I came down the stairs. Turned my collar up. There was a mist that would soon be rain. Cold drops of it pattered in the leaves. The air smelled fresh and clean. There was an odd, quiet excitement about the first true night of fall. Time to haul out my bunny jammies with the feet in them. I already had a Captain Video notebook, why the hell not go all the way?
“You hear the
news?” he asked. He’d left his motor running, lights on. He was silhouetted in the beams. The motor, which needed a tune-up, throbbed. I smelled car oil and gasoline.
“What news?”
He shook his head. “The sumbitch did it, all right.”
“I’m not following you.”
“Keys. You said he did it and he did.
Judge Whitney is probably sitting out in her mansion right now, gloating.”
Which she probably was, in fact.
“You interrogate him?”
“Not hardly,” he said. “Nobody’ll be puttin’ that head back together. Not even the funeral-home fellas.”
“What’re you talking about?”
“He blew his damned head off is what I’m talkin’ about.”
“When was this?”
“One of my men found him about an hour ago.
In the park. Down near the boat dock.
He’d put a gun in his mouth. I seen it myself.
A stinkin’ mess is what it is.”
“Oh, God.”
“What’s that for? He killed them people, didn’t he? Even left a note sayin’ he did.”
“He was a decent guy.”
“Yeah, McCain. Most decent guys I
know go around killin’ people.”
“So he’s in the morgue?”
“Yeah. Novotny’s comin’ over after supper to do the autopsy.” He laughed. “Way that sumbitch eats, might be tomorrow by the time he gets there.”
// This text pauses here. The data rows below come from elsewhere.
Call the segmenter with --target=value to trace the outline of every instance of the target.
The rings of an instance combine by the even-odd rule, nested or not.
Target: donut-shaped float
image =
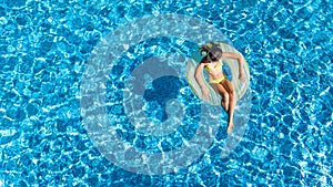
[[[222,52],[238,53],[238,54],[242,55],[236,49],[234,49],[233,46],[231,46],[229,44],[220,43],[220,42],[219,43],[214,42],[214,43],[220,45]],[[211,45],[212,45],[212,43],[208,43],[208,46],[211,46]],[[210,103],[212,105],[221,105],[222,96],[213,89],[213,86],[210,85],[210,83],[208,83],[204,71],[200,74],[199,79],[202,81],[202,83],[205,85],[205,87],[210,91],[210,96],[206,100],[203,98],[201,89],[194,77],[196,65],[200,63],[201,59],[204,55],[205,54],[201,55],[199,51],[193,52],[192,58],[188,61],[186,77],[188,77],[189,84],[195,95],[198,95],[201,100],[203,100],[206,103]],[[243,56],[243,59],[244,59],[244,56]],[[249,84],[250,84],[249,64],[248,64],[246,60],[244,59],[244,63],[243,63],[243,72],[245,75],[244,81],[241,81],[239,79],[238,60],[224,59],[223,64],[224,65],[228,64],[231,69],[231,74],[232,74],[231,82],[235,89],[238,100],[240,100],[246,93],[246,90],[249,89]]]

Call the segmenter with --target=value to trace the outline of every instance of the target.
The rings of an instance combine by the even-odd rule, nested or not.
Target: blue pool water
[[[1,0],[0,187],[333,186],[332,4]],[[225,35],[250,65],[252,105],[246,131],[228,157],[220,157],[228,136],[221,110],[221,127],[203,156],[175,173],[143,175],[110,162],[91,141],[82,124],[80,85],[103,38],[143,15],[161,13],[204,20]],[[119,117],[125,114],[125,95],[119,91],[149,58],[191,56],[196,49],[190,41],[155,38],[121,54],[108,74],[105,102],[111,126],[120,127],[118,134],[129,145],[163,153],[194,136],[202,111],[186,80],[161,76],[143,90],[142,110],[153,123],[168,121],[168,111],[183,112],[178,133],[164,136],[137,132]],[[167,107],[175,98],[185,110]]]

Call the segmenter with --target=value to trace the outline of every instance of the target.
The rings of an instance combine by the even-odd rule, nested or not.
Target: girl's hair
[[[202,55],[202,52],[205,52],[206,55],[209,55],[209,58],[215,62],[218,61],[219,59],[221,59],[222,56],[222,50],[221,48],[219,48],[219,44],[215,44],[215,43],[212,43],[212,46],[209,46],[209,45],[202,45],[200,48],[200,53]]]

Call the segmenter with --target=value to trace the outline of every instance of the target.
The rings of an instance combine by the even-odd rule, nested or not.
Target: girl
[[[200,52],[205,52],[206,55],[203,56],[201,62],[198,64],[195,69],[195,80],[201,89],[203,97],[208,98],[209,96],[209,90],[204,87],[204,84],[200,81],[200,73],[203,69],[209,74],[209,81],[212,84],[213,89],[219,92],[219,94],[222,96],[221,105],[228,112],[229,114],[229,123],[228,123],[228,133],[231,133],[233,128],[233,113],[234,107],[236,104],[236,94],[233,87],[233,84],[226,80],[223,71],[222,71],[222,60],[223,59],[235,59],[239,61],[239,79],[241,81],[245,80],[244,73],[243,73],[243,63],[244,59],[242,55],[236,53],[225,53],[222,52],[222,50],[219,48],[219,44],[212,44],[212,46],[202,45],[200,48]]]

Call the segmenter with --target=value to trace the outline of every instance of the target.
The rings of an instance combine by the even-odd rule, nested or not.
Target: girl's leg
[[[228,133],[231,133],[232,128],[233,128],[233,113],[234,113],[234,108],[236,105],[236,94],[233,87],[233,84],[229,81],[225,80],[222,83],[224,90],[226,90],[226,92],[229,93],[229,124],[228,124]]]
[[[218,90],[218,92],[222,95],[222,101],[221,101],[221,106],[225,110],[225,112],[229,111],[229,93],[228,91],[223,87],[222,84],[214,84],[215,85],[215,90]]]

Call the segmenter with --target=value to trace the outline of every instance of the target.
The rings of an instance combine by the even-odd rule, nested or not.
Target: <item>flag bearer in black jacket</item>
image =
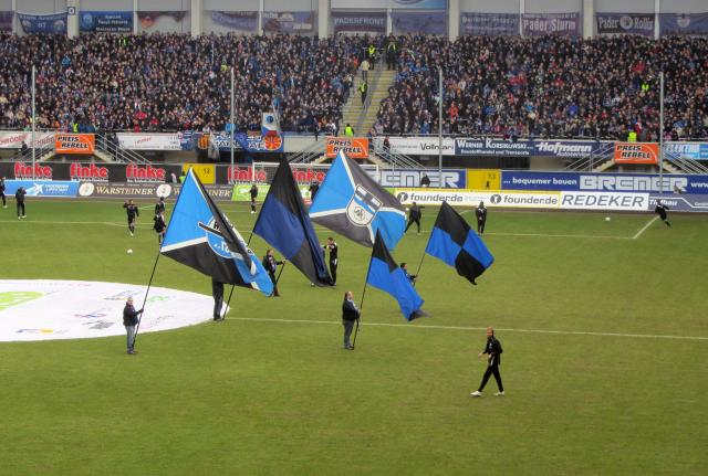
[[[485,385],[489,380],[489,377],[494,375],[494,380],[497,380],[497,387],[499,387],[499,391],[494,393],[497,396],[504,395],[504,385],[501,383],[501,374],[499,373],[499,366],[501,364],[501,342],[497,340],[494,337],[494,329],[491,327],[487,328],[487,345],[485,346],[485,350],[479,352],[479,358],[487,356],[487,370],[485,371],[485,377],[482,377],[482,383],[479,385],[479,389],[476,392],[470,393],[472,396],[481,396],[482,390],[485,390]]]

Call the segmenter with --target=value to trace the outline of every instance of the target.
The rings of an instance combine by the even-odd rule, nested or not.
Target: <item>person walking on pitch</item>
[[[344,350],[354,350],[351,337],[354,329],[354,322],[358,319],[360,309],[354,303],[354,295],[351,290],[344,293],[344,302],[342,303],[342,326],[344,326]]]
[[[131,232],[131,236],[133,236],[135,234],[135,220],[140,215],[140,211],[137,209],[137,205],[133,203],[133,200],[123,203],[123,208],[128,215],[128,231]]]
[[[666,226],[670,226],[671,222],[668,221],[668,216],[666,214],[667,210],[668,210],[668,207],[666,207],[664,203],[662,203],[660,200],[656,201],[656,208],[654,209],[654,213],[656,213],[657,215],[659,215],[662,218],[662,221],[664,223],[666,223]]]
[[[501,383],[501,374],[499,373],[499,366],[501,364],[501,353],[503,350],[501,349],[501,342],[497,340],[494,337],[494,329],[491,327],[487,328],[487,345],[485,346],[485,350],[479,352],[479,358],[487,357],[487,370],[485,371],[485,375],[482,377],[482,383],[480,383],[479,389],[477,391],[470,393],[472,396],[481,396],[482,390],[485,390],[485,385],[491,375],[494,375],[494,380],[497,381],[497,387],[499,391],[494,393],[497,396],[504,395],[504,385]]]
[[[477,233],[481,235],[485,233],[485,224],[487,223],[487,209],[485,208],[485,202],[479,202],[479,207],[475,210],[475,214],[477,215]]]

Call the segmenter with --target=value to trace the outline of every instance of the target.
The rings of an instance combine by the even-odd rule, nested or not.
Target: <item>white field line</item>
[[[642,236],[642,233],[644,233],[649,226],[652,226],[652,223],[654,223],[655,221],[657,221],[659,218],[658,216],[654,216],[652,220],[649,220],[649,222],[647,224],[645,224],[644,226],[642,226],[642,230],[639,230],[637,232],[637,234],[635,234],[634,236],[632,236],[632,240],[636,240],[639,236]]]
[[[227,317],[227,320],[244,320],[244,321],[261,321],[261,322],[280,322],[280,324],[329,324],[337,325],[341,322],[333,320],[308,320],[308,319],[270,319],[258,317]],[[386,324],[386,322],[363,322],[362,326],[378,326],[378,327],[406,327],[408,329],[442,329],[442,330],[486,330],[487,327],[464,327],[464,326],[425,326],[425,325],[412,325],[412,324]],[[560,336],[595,336],[595,337],[628,337],[639,339],[678,339],[678,340],[706,340],[708,337],[701,336],[663,336],[653,334],[618,334],[618,332],[592,332],[583,330],[543,330],[543,329],[504,329],[494,328],[497,331],[504,332],[523,332],[523,334],[551,334]]]

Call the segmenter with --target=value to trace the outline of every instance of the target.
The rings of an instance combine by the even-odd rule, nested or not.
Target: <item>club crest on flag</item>
[[[374,220],[381,205],[382,201],[372,192],[362,186],[356,186],[356,191],[346,205],[346,218],[357,226],[366,226]]]

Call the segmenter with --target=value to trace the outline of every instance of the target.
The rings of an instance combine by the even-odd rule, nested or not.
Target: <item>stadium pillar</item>
[[[66,35],[69,38],[79,36],[79,3],[76,0],[66,1],[66,10],[73,7],[74,14],[66,15]]]
[[[191,19],[190,33],[192,38],[201,34],[201,0],[191,0],[189,18]]]
[[[590,40],[595,30],[595,2],[583,0],[583,38]]]
[[[330,34],[330,0],[317,0],[317,36]]]
[[[447,11],[447,33],[450,41],[460,34],[460,0],[449,0]]]

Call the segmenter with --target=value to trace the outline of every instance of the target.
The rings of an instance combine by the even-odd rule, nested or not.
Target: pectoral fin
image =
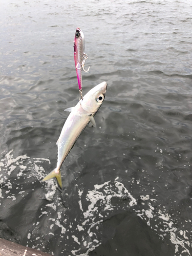
[[[95,119],[94,119],[94,118],[93,117],[93,116],[90,116],[90,122],[92,123],[94,127],[97,127],[97,126],[96,125],[96,122],[95,122]]]
[[[54,169],[50,173],[47,175],[46,177],[42,180],[42,181],[45,181],[46,180],[50,180],[52,178],[55,177],[57,179],[57,182],[59,185],[59,186],[62,188],[62,181],[61,181],[61,176],[60,175],[60,172],[58,172],[58,169],[57,168]]]
[[[88,128],[92,128],[92,127],[93,127],[92,123],[91,123],[91,122],[90,122],[88,123],[88,126],[87,127],[88,127]]]
[[[74,108],[75,108],[74,106],[72,106],[71,108],[68,108],[68,109],[64,110],[64,111],[67,111],[67,112],[71,112],[71,111],[73,110]]]

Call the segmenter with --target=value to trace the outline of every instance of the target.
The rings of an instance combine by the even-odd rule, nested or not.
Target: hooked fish
[[[84,65],[88,56],[84,52],[84,35],[82,30],[79,28],[77,28],[76,30],[74,43],[74,59],[78,83],[79,90],[82,90],[81,70],[82,69],[84,71],[87,72],[89,71],[90,68],[89,68],[88,70],[85,70],[84,69]]]
[[[89,124],[96,127],[94,116],[101,106],[106,93],[107,83],[103,82],[92,88],[75,106],[65,111],[70,112],[57,140],[58,156],[57,167],[48,174],[42,181],[56,177],[62,188],[60,169],[65,159],[74,145],[76,140]]]

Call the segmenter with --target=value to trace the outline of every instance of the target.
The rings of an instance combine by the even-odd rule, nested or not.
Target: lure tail
[[[61,188],[62,188],[62,180],[61,180],[61,176],[60,174],[60,172],[59,169],[57,169],[56,168],[53,170],[46,177],[44,178],[44,179],[42,180],[42,181],[45,181],[46,180],[50,180],[52,178],[55,177],[57,179],[57,182],[59,185],[59,186]]]

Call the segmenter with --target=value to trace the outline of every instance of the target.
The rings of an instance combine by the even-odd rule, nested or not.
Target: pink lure
[[[85,72],[88,72],[89,70],[89,68],[88,70],[84,69],[84,65],[86,59],[88,58],[88,56],[84,53],[84,35],[82,30],[77,28],[76,30],[75,38],[74,38],[74,59],[75,63],[76,71],[77,72],[78,83],[79,84],[79,89],[82,90],[82,69]]]

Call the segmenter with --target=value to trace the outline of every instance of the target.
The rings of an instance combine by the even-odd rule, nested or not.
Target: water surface
[[[1,236],[56,256],[192,255],[190,1],[1,5]],[[41,181],[78,100],[77,27],[83,93],[108,87],[61,191]]]

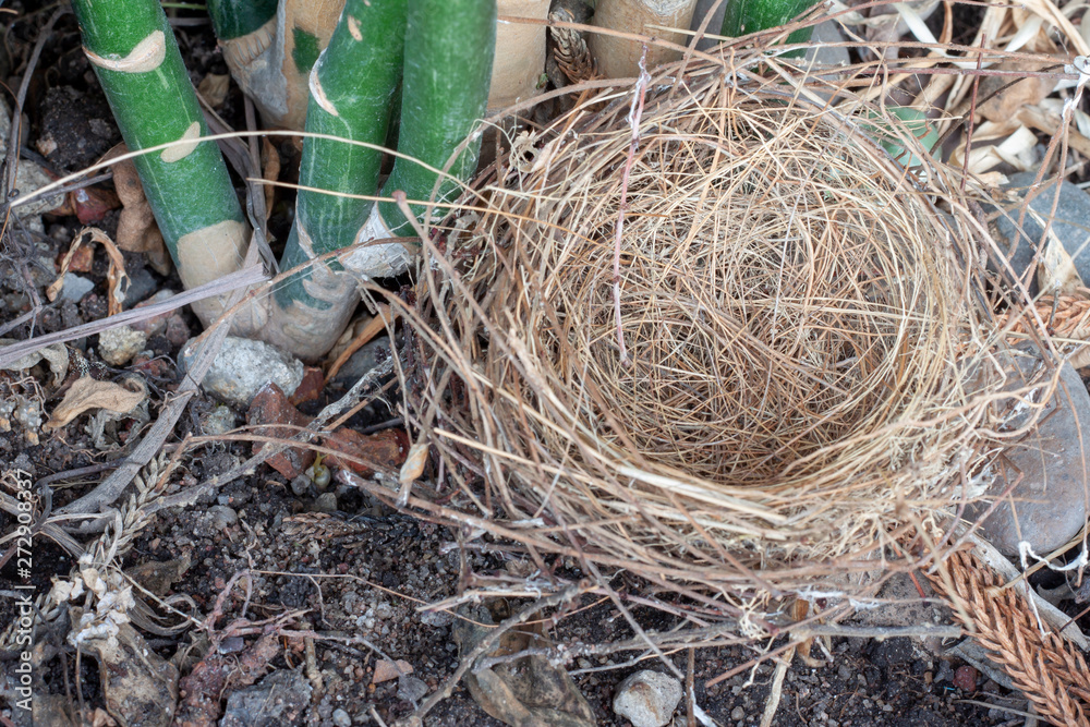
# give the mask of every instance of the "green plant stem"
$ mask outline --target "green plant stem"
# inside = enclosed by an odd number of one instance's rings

I felt empty. “Guess I’ll go
home.”
“I just wanted to warn you about next time.”
“Next time?”
“Yeah, next time there’s a murder. I catch you interferin’ with the investigation again, counselor, I’m gonna throw your ass in jail. Get me?”
“Yeah.” I was too drained to argue. “Got it.”
“And remember it.”
“I’ll remember.”
“And tell the Judge. I’ll throw her ass in jail too.”
I could just see Judge Whitney in a cell, running the jail staff into exhaustion with her orders.
He got in the car and drove off.
I couldn’t help it. I felt sorry for Keys. What Cliffie said was indisputably true. Good men don’t go around murdering people. But sometimes bad people are good people too. Or good people can do bad things. Life is like that sometimes.
I took a shortcut home, passing Dick Keys’s car dealership. Life went on. Even on a misty night like this one, people were out looking at the new and used cars. The Edsel was still drawing crowds.